5 Micro Interactions to Improve Your App's UX

Five micro-interactions that the touch screen of mobile devices makes available to you and which can drastically improve the UX of your mobile content.


There is no doubt that your mobile presence is as important if not more important than your desktop presence. Ensuring your content is available through mobile devices is essential, whether that be a mobile-friendly website or a bespoke app. Translating desktop content to a mobile interface shouldn't simply be a question of rearranging the size and placement of content to fit a mobile screen. Here are five micro-interactions that the touch screen of mobile devices makes available to you and which can drastically improve the UX of your mobile content.

1. Hamburger Menu

It is a tried and true way of organizing header content or menus with more than five items. For some websites, organizing content with the classic five buttons on the bottom of the screen may be a good solution. For most websites, there are more than five items in your desktop menus and navigation that you need to make available to your mobile guests. The hamburger menu is small, can overlay the current screen, is easy to use, and can hold several navigation links.

2. Swipe

On many desktop apps, CRUD operations are often accessed with clicking, sub-menus, or maybe even found within ellipses. But the small click areas are often too small for finger-touch interactions on a cell phone. Instead, use swipe! It's something many users are used to, but it comes with a huge caveat. Since there aren't visual indicators, the best practice of using swipe for edit, move, or delete type functions is essential. It must be used in places where users can infer that it may be there from common practice across their whole experience with mobile apps. This is not something to use in a creative or unique context, because it will be unlikely that users will ever be able to find it.

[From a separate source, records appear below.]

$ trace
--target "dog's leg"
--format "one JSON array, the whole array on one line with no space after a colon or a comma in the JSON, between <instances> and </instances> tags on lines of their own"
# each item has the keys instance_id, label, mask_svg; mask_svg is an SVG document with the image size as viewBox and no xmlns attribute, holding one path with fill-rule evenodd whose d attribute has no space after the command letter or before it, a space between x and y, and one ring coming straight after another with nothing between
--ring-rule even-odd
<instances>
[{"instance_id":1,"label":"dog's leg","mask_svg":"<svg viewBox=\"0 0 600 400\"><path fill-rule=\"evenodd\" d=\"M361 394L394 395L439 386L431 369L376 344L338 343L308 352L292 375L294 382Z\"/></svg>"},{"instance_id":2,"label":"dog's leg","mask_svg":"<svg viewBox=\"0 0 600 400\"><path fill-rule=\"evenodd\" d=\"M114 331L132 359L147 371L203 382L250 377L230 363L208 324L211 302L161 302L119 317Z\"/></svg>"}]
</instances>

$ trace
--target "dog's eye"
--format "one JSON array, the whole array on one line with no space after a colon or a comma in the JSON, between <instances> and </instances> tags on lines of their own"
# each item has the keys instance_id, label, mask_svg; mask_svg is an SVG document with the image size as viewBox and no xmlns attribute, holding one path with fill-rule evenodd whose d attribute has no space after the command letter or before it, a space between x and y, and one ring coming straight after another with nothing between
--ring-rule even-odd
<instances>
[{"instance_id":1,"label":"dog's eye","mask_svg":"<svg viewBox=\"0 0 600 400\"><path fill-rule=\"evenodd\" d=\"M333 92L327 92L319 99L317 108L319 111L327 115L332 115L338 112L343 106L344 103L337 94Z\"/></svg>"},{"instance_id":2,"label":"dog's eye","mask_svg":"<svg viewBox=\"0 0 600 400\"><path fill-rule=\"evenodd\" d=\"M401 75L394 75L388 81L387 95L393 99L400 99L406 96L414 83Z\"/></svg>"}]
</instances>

3. Compressing Complex Info

On your website, you may offer a large amount of information or complex information. You have a lot of screen real estate to work with which means this can still be digestible for your visitors or users. (Sometimes you may still have way too much info even for a webpage, but that's a different conversation.) Once you consider how to present this same content on a tablet or cell phone, you need to identify ways to condense that information. A key micro-interaction will be making that info expandable for your mobile users who want to dig deep. This could be implementing accordion functions, carousels, or tapping a tile to expand. Each of these can then reveal more details.

4. Press and Hold

This is another great option, like swipe, which can help when multiple actions need to be available on the same object, but you don't have space for a bunch of tiny buttons. Also like swipe, there isn't an option for a visual indicator that this action is available to the user, so it must be used in very expected circumstances. A couple of examples where users expect multiple actions to be available on hold are:

  • Within the keyboard. This is built into the mobile OS, but press and hold is available on letters and symbols where accents or less common versions are available.
  • When interacting with images. Oftentimes, apps will display menus for downloading, sharing, etc. that image when the image is tapped and held.
  • When information has been cut off. This is another example of a way to expand information or additional details for the user who wants to view them but hides the visual clutter for the user who does not.

5. Pull to Refresh

Again, refresh on a webpage is often available within an app's webpage (check for new mail that comes to mind). But having a dedicated button available on an app takes up precious real estate! Pulling to refresh solves this problem. This is widely used on many social media apps, including your email, and often incorporates important loading visual signals to let the user know that your app is still working while they wait.

 

These are just a handful of the standard practices in place for mobile app development. If you have a complex web app, simply making the content dynamic and accessible on mobile may not cut the UX mustard. This is why it is essential to consult with experienced UI/UX designers and engineers when creating your mobile app.